Robota nie była ciężka, ale za to monotonna, w skwarze, bez klimatyzacji. Nie narzekałam: w dzień pracowałam, a wieczorami mogłam podziwiać nadmorskie zachody słońca. Gdy miałam popołudniową zmianę, poranki spędzałam na plaży, a resztę dnia przesiadywałam w budce i do późnego wieczora obserwowałam, jak dzieciakom świecą się oczy na widok serwowanych przeze mnie przysmaków.
Moje znajome z uczelni pewnie umarłyby tutaj z nudów. Żadnych modnych klubów, żadnych przystojniaków, żadnej Zary i McDonalda. Choć dziewczyny oczywiście zawsze się zarzekają, że nie jadają w fast foodach.
Nie jestem taka jak one. Może dlatego, że musiałam trochę szybciej wydorośleć? Rodzice dali mi jasno do zrozumienia, że nie są w stanie łożyć na moje studenckie życie, więc w ciągu roku akademickiego dorabiałam, gdzie tylko mogłam. Po kilku godzinach stania za kasą w multipleksie nie miałam siły na imprezy i nowe znajomości. W weekendy odsypiałam, uczyłam się albo łapałam kolejną dorywczą fuchę. Czasami miałam wrażenie, że spędzam wieczory jak emerytka. Brakowało mi tylko kota na kolanach i szydełka w ręku. Nic dziwnego, że po kolejnym tak intensywnym roku nie miałam ochoty na szalone wakacje.
Burzewo jest wprost idealnym miejscem, by odpocząć od zgiełku, złapać trochę opalenizny i poleniuchować w chwilach wolnych od pracy. Poza szeroką piaszczystą plażą może poszczycić się jednym sklepem spożywczym i barem o wdzięcznej nazwie Pijany Kaktus, który jest mekką miejscowych amatorów taniego wina. Nic dziwnego, że turyści, którzy przyjeżdżają do tej dziury zabitej dechami, to przeważnie osoby starsze albo rodziny z dziećmi. Ci młodzi, hałaśliwi i żądni przygód, uderzają do Mielna, Kołobrzegu albo Władysławowa.
Gdy pociąg dociera na miejsce, jestem podekscytowana jak dziecko. Wysiadam z wagonu, rozprostowuję kości i rozglądam się po niewielkim odrapanym peronie, który tak bardzo różni się od nowoczesnego warszawskiego dworca.
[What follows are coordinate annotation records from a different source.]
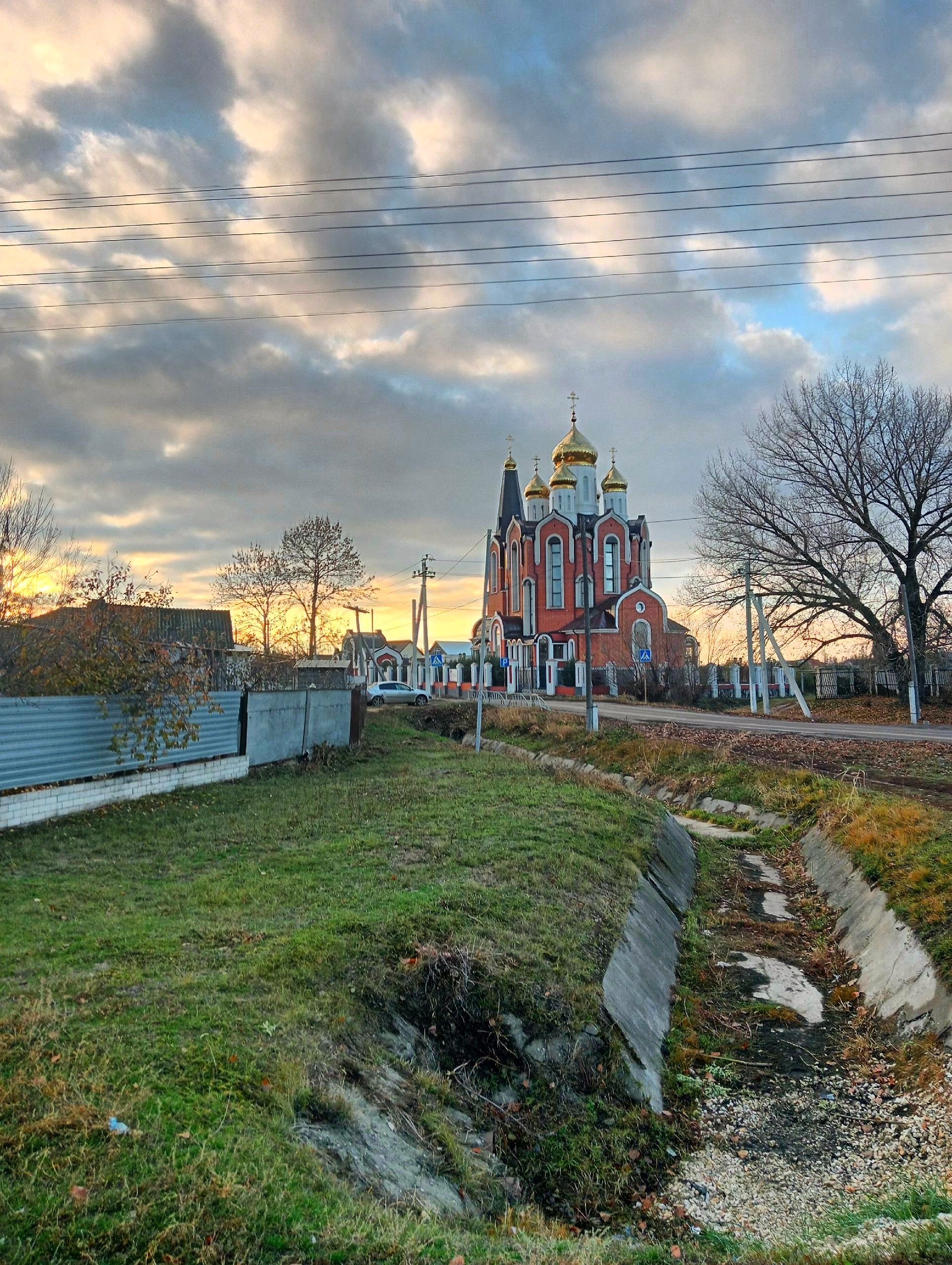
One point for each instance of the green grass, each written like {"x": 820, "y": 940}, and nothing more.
{"x": 207, "y": 966}
{"x": 196, "y": 965}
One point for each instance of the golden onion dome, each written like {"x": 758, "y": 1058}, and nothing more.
{"x": 576, "y": 450}
{"x": 615, "y": 481}
{"x": 563, "y": 477}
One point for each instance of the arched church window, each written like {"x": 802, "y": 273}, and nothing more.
{"x": 611, "y": 566}
{"x": 555, "y": 573}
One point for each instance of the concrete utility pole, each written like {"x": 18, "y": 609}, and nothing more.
{"x": 790, "y": 675}
{"x": 482, "y": 642}
{"x": 591, "y": 714}
{"x": 764, "y": 677}
{"x": 914, "y": 705}
{"x": 750, "y": 635}
{"x": 361, "y": 649}
{"x": 425, "y": 573}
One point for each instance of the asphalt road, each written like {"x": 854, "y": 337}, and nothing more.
{"x": 636, "y": 713}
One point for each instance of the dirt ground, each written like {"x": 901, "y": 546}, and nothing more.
{"x": 922, "y": 771}
{"x": 807, "y": 1105}
{"x": 867, "y": 710}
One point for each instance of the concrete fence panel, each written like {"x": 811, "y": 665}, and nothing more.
{"x": 276, "y": 724}
{"x": 328, "y": 717}
{"x": 67, "y": 738}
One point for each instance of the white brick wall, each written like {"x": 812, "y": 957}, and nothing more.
{"x": 30, "y": 806}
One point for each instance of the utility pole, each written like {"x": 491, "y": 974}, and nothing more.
{"x": 914, "y": 706}
{"x": 790, "y": 675}
{"x": 764, "y": 678}
{"x": 750, "y": 635}
{"x": 361, "y": 649}
{"x": 591, "y": 714}
{"x": 425, "y": 573}
{"x": 482, "y": 642}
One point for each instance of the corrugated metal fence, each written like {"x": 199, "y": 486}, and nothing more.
{"x": 61, "y": 739}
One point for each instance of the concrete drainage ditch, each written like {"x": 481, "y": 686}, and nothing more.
{"x": 792, "y": 1129}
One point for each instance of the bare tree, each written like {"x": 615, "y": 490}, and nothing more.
{"x": 28, "y": 543}
{"x": 323, "y": 571}
{"x": 844, "y": 498}
{"x": 256, "y": 584}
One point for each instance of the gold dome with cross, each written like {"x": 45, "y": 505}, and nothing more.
{"x": 575, "y": 450}
{"x": 615, "y": 481}
{"x": 537, "y": 489}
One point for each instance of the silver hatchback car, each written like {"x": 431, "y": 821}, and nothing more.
{"x": 395, "y": 692}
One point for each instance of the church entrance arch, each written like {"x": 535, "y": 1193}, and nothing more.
{"x": 544, "y": 654}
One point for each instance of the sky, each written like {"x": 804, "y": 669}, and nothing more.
{"x": 173, "y": 444}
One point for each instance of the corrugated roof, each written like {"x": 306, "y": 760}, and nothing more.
{"x": 182, "y": 625}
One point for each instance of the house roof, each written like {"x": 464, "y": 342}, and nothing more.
{"x": 452, "y": 647}
{"x": 171, "y": 625}
{"x": 372, "y": 640}
{"x": 405, "y": 647}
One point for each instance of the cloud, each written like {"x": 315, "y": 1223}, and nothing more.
{"x": 720, "y": 66}
{"x": 179, "y": 443}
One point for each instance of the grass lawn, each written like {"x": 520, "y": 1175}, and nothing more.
{"x": 205, "y": 967}
{"x": 193, "y": 963}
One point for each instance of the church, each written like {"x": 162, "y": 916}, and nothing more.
{"x": 537, "y": 572}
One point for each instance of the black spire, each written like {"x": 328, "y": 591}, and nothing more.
{"x": 510, "y": 496}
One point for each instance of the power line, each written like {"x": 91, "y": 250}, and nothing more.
{"x": 478, "y": 281}
{"x": 579, "y": 162}
{"x": 67, "y": 276}
{"x": 511, "y": 202}
{"x": 491, "y": 219}
{"x": 82, "y": 203}
{"x": 507, "y": 303}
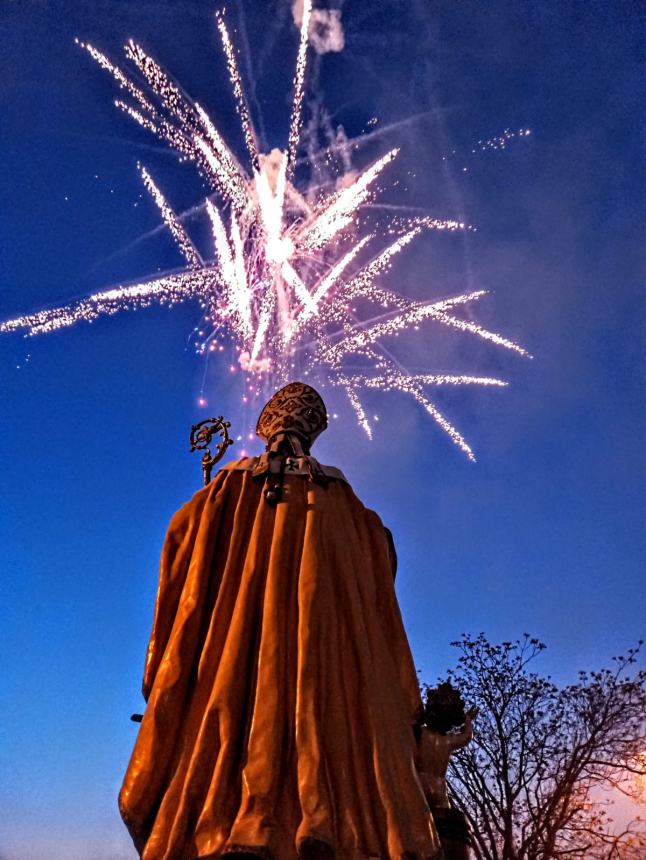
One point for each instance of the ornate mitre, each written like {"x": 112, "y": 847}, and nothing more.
{"x": 297, "y": 409}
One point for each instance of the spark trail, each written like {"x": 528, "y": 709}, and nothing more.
{"x": 292, "y": 261}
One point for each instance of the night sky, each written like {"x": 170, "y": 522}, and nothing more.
{"x": 545, "y": 533}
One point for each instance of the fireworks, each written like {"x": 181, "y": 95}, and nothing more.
{"x": 291, "y": 265}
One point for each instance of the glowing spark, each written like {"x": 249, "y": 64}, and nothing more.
{"x": 340, "y": 213}
{"x": 284, "y": 285}
{"x": 234, "y": 77}
{"x": 299, "y": 80}
{"x": 186, "y": 246}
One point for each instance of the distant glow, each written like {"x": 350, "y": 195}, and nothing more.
{"x": 296, "y": 277}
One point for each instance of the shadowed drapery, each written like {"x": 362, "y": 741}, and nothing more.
{"x": 280, "y": 686}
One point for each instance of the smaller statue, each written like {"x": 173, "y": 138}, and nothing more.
{"x": 444, "y": 728}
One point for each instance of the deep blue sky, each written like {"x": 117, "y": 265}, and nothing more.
{"x": 545, "y": 533}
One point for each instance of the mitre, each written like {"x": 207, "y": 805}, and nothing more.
{"x": 296, "y": 409}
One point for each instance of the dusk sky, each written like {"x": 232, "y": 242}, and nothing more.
{"x": 544, "y": 534}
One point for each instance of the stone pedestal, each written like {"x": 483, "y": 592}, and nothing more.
{"x": 454, "y": 832}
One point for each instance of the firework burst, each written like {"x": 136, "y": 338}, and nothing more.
{"x": 287, "y": 273}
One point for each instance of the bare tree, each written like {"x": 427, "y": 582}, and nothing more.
{"x": 537, "y": 779}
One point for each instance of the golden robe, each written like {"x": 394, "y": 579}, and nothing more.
{"x": 280, "y": 686}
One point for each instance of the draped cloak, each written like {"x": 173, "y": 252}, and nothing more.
{"x": 280, "y": 687}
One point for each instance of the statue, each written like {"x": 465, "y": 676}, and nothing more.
{"x": 281, "y": 692}
{"x": 445, "y": 728}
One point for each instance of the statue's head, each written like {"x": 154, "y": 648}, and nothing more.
{"x": 297, "y": 409}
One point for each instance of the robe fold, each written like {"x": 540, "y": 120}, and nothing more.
{"x": 280, "y": 686}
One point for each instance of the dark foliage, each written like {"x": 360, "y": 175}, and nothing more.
{"x": 537, "y": 781}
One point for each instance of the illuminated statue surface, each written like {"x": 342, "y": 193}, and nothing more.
{"x": 280, "y": 687}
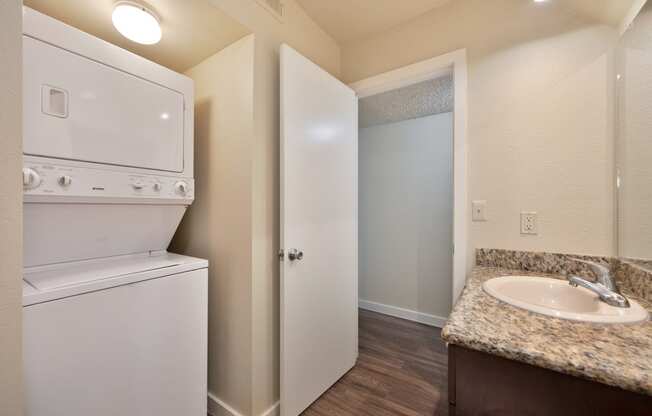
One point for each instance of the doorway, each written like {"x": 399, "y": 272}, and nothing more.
{"x": 412, "y": 189}
{"x": 319, "y": 211}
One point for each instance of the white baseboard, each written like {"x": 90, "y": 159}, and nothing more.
{"x": 410, "y": 315}
{"x": 217, "y": 407}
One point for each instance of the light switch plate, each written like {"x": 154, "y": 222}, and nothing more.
{"x": 479, "y": 210}
{"x": 529, "y": 223}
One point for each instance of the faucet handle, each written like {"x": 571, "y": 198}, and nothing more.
{"x": 602, "y": 273}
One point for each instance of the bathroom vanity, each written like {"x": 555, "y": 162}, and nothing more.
{"x": 505, "y": 360}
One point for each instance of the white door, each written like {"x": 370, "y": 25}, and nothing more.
{"x": 319, "y": 209}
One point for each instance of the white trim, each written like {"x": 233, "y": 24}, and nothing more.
{"x": 432, "y": 68}
{"x": 410, "y": 315}
{"x": 217, "y": 407}
{"x": 274, "y": 410}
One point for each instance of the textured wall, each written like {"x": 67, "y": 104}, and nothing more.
{"x": 11, "y": 195}
{"x": 406, "y": 214}
{"x": 634, "y": 140}
{"x": 422, "y": 99}
{"x": 540, "y": 123}
{"x": 218, "y": 224}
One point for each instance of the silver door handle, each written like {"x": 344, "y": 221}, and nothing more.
{"x": 294, "y": 254}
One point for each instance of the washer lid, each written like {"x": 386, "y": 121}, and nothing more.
{"x": 58, "y": 276}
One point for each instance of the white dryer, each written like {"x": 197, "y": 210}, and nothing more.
{"x": 113, "y": 324}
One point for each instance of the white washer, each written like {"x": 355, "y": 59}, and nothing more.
{"x": 120, "y": 336}
{"x": 113, "y": 324}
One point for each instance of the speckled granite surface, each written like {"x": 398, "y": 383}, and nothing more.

A jednak to tutaj czuję się lepiej. Bez tego całego hałasu, pośpiechu, wiecznie przepychających się podróżnych.
Jestem brudna i zmęczona, ale to wszystko przestaje mieć znaczenie, gdy widzę na peronie wujka. Wygląda trochę mizerniej niż w zeszłym roku, ale nic dziwnego – nigdy nie robi nic na pół gwizdka. Gdy ja zajmuję się lodowym biznesem, on ciężko pracuje jako mechanik samochodowy.